9. Il résulte également de l'instruction que la facture n° 116125406 en litige, qui porte sur la dépose du plancher chauffant et l'installation de radiateurs sèche serviettes et de panneaux rayonnants, correspond à des travaux entrant dans le champ de ceux validés par l'EPSM des Flandres. Par ailleurs, ces travaux, qui sont liés à la modification du système de chauffage des locaux humides rendue nécessaire par des raisons techniques, doivent être regardés comme des travaux indispensables à la réalisation de l'ouvrage.
10. En revanche, il résulte des factures nos 116125401 et 116125405 qu'elles concernent respectivement des travaux de repose de plancher chauffant et des travaux d'isolation de salle de bains. A supposer même qu'il s'agisse de travaux supplémentaires par rapport à ceux prévus tant dans le contrat de sous-traitance que dans le contrat de conception réalisation, il n'est démontré ni que ces travaux étaient en lien avec la modification du système de chauffage approuvée par le maître d'ouvrage, ni qu'ils revêtaient un caractère indispensable à la réalisation de l'ouvrage dans les règles de l'art.
11. Dans ces conditions, la société Etablissements Bonnel est seulement fondée à demander le paiement direct, par l'EPSM des Flandres, de la facture n° 116125406 d'un montant de 39 254 euros toutes taxes comprises.

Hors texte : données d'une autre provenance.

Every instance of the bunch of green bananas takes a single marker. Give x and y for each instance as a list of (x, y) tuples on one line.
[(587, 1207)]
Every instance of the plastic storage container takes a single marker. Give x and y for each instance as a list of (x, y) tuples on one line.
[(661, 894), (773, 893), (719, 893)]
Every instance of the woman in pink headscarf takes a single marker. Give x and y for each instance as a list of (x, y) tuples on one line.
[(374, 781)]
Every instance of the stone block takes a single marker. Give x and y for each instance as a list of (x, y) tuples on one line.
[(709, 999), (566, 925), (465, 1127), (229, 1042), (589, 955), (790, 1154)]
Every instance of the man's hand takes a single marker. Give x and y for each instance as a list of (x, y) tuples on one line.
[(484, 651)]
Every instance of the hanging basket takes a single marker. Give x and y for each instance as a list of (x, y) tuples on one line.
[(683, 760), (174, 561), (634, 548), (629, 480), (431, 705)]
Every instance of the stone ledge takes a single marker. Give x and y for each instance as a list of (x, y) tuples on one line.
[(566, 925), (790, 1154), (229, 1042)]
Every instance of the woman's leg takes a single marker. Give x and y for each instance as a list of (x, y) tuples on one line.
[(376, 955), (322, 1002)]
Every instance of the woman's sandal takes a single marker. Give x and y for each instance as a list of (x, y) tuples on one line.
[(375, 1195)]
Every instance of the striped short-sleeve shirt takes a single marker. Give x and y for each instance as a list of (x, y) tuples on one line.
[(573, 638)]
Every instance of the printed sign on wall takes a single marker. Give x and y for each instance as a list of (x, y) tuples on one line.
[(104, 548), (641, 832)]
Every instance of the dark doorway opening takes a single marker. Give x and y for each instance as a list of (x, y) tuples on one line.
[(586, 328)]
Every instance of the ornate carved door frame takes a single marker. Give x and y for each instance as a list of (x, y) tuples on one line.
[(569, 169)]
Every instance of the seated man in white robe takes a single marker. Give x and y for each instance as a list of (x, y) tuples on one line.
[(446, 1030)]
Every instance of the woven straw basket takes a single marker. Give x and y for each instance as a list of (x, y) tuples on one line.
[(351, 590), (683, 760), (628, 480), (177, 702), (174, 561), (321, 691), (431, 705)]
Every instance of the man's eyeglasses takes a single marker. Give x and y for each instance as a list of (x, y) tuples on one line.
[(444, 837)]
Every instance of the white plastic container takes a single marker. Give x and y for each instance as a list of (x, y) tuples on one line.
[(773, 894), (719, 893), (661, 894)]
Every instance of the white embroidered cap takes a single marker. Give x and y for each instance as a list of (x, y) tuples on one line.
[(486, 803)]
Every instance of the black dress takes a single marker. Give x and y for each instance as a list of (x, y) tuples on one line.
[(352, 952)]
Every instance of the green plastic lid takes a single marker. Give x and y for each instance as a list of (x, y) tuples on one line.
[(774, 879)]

En ce qui concerne les autres factures :
12. En premier lieu, la société Etablissements Bonnel demande le paiement direct des factures nos 116125402, 116125403, 116125404, 116125407, 11600448 et 2806 émises entre le 29 mars et le 5 décembre 2016, qui portent respectivement sur des travaux d'air frais désenfumage, la pose de grilles extérieures, des travaux de clapet coupe-feu, des travaux de flocage et des travaux de nettoyage.
13. Toutefois, d'une part, il résulte de l'instruction que la société requérante s'est vue confier par le contrat de sous-traitance, notamment ses articles 3.3, 3.2.6, 4.3.8 et 1.8.4, les travaux de désenfumage, de flocage, de pose de clapets coupe-feu, de pose de grille de ventilation, et de nettoyage. Elle n'apporte aucun élément permettant de démontrer que les travaux objet des factures en cause excéderaient ceux qui lui ont été confiés par l'acte de sous-traitance ou qui ont été confiés à la société Scobat, mandataire du groupement d'entreprises titulaire du marché, et qu'ils présenteraient ainsi le caractère de travaux supplémentaires.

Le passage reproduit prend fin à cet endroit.